Michael Thomas Sadler

Life
1780-1835; English social reformer; engaged in Methodist movement; importer of Irish linen in Leeds; opposed Catholic Emancipation, 1813; and wrote Ireland, Its Evils and their Remedies (1828); issued Law of Population (1835), with the thesis that the prolificness of humans is inverse to their number, and was attacked by Macauley in Edinburgh Review; introduced bill regulating labour of young people in factories, 1831 Tory MP Newark and Aldborough; FRS, 1832. ODNB

Commentary
Thomas G. Conway, ‘The Approach to an Irish Poor Law, 1828-33’, Éire-Ireland, 6, 1 (Spring 1971), pp.65-81: remarks that ‘Michael Sadler, the archfoe of the Malthusians, presented his own poor relief measure after presenting several petitions from Ireland which requested the introduction of a system of parochial relief similar to that of England. Villiers Stuart, a prominent Irish member, disassociated himself from Sadler and the political economists. He then proceeded to urge that a Poor Law for Ireland was an absolute necessity both as a matter of justice and sound policy.’ (p.68) Conway continues ‘On June 3, 1830, Michael Sadler made a lengthy appeal for his one Poor Law proposal. To this religious man the poor had a reserved claim on the community after the institution of the monopoly rights of property, and he cited an impressive number of legal authorities from Biblical to modern times.

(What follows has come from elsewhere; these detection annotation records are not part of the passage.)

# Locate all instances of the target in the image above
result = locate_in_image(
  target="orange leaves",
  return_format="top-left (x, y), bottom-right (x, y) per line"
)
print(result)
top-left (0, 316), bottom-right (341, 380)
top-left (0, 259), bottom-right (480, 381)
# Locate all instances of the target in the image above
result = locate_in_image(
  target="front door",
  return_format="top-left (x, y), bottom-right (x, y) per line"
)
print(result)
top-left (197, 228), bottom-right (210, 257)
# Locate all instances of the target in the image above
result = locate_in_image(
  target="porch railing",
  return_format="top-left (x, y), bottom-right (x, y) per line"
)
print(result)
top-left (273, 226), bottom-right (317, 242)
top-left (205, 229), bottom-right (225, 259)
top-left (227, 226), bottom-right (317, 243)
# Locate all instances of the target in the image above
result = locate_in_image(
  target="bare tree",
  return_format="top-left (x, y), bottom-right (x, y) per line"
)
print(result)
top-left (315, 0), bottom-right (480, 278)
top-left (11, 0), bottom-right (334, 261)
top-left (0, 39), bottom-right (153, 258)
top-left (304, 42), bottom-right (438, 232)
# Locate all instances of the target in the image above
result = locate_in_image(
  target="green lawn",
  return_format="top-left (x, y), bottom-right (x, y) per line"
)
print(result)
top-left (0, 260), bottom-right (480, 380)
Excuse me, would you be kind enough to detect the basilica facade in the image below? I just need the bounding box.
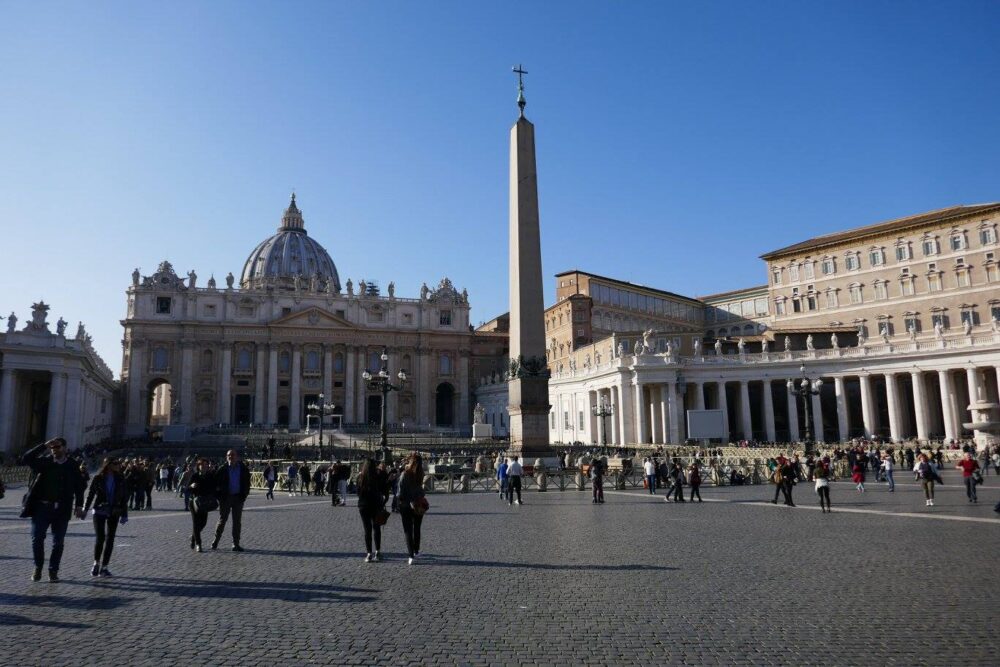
[122,195,472,435]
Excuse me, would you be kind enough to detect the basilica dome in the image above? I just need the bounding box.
[240,194,340,292]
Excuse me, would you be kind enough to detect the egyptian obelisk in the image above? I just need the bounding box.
[507,65,552,458]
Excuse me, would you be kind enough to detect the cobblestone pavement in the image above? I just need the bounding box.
[0,473,1000,667]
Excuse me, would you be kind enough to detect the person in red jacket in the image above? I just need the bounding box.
[955,452,979,503]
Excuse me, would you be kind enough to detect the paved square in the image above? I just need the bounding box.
[0,473,1000,667]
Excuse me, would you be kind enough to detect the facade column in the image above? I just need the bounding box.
[885,373,903,442]
[740,380,753,440]
[288,345,302,429]
[833,375,851,442]
[810,394,826,442]
[666,382,684,444]
[45,371,66,440]
[635,381,649,444]
[0,368,18,453]
[253,343,269,425]
[219,343,233,424]
[343,345,358,425]
[126,340,147,435]
[267,342,278,426]
[60,373,83,450]
[788,392,802,442]
[858,373,875,439]
[910,371,927,442]
[764,380,778,442]
[178,340,194,424]
[455,350,470,426]
[716,382,730,443]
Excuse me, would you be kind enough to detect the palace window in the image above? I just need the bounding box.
[979,222,997,245]
[847,283,863,303]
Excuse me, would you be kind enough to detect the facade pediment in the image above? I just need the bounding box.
[268,306,357,329]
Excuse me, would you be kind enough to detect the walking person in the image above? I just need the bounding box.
[688,462,701,503]
[357,459,388,563]
[642,457,656,495]
[188,458,219,553]
[882,452,896,493]
[955,451,979,503]
[813,461,833,514]
[590,457,604,503]
[507,454,524,505]
[20,438,84,582]
[83,459,128,577]
[399,453,427,565]
[264,462,278,500]
[212,449,250,551]
[913,453,940,507]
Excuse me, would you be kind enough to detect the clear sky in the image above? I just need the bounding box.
[0,0,1000,374]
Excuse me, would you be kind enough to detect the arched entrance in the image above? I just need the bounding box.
[434,382,455,426]
[365,394,382,426]
[146,378,172,431]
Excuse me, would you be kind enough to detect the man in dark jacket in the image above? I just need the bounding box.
[21,438,85,581]
[212,449,250,551]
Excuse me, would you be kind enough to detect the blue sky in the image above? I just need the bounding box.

More importantly, he referred the parliament to the writings of Richard Woodward, an eighteenth-century Irish bishop on the need for a legal provision for the poor. From the evidence of uninterrupted poverty since Woodward's time, Sadler denied the possibility of the poor helping themselves in the absence of a provision. Self-help was the popular dogma which Sadler assaulted.’ (p.72).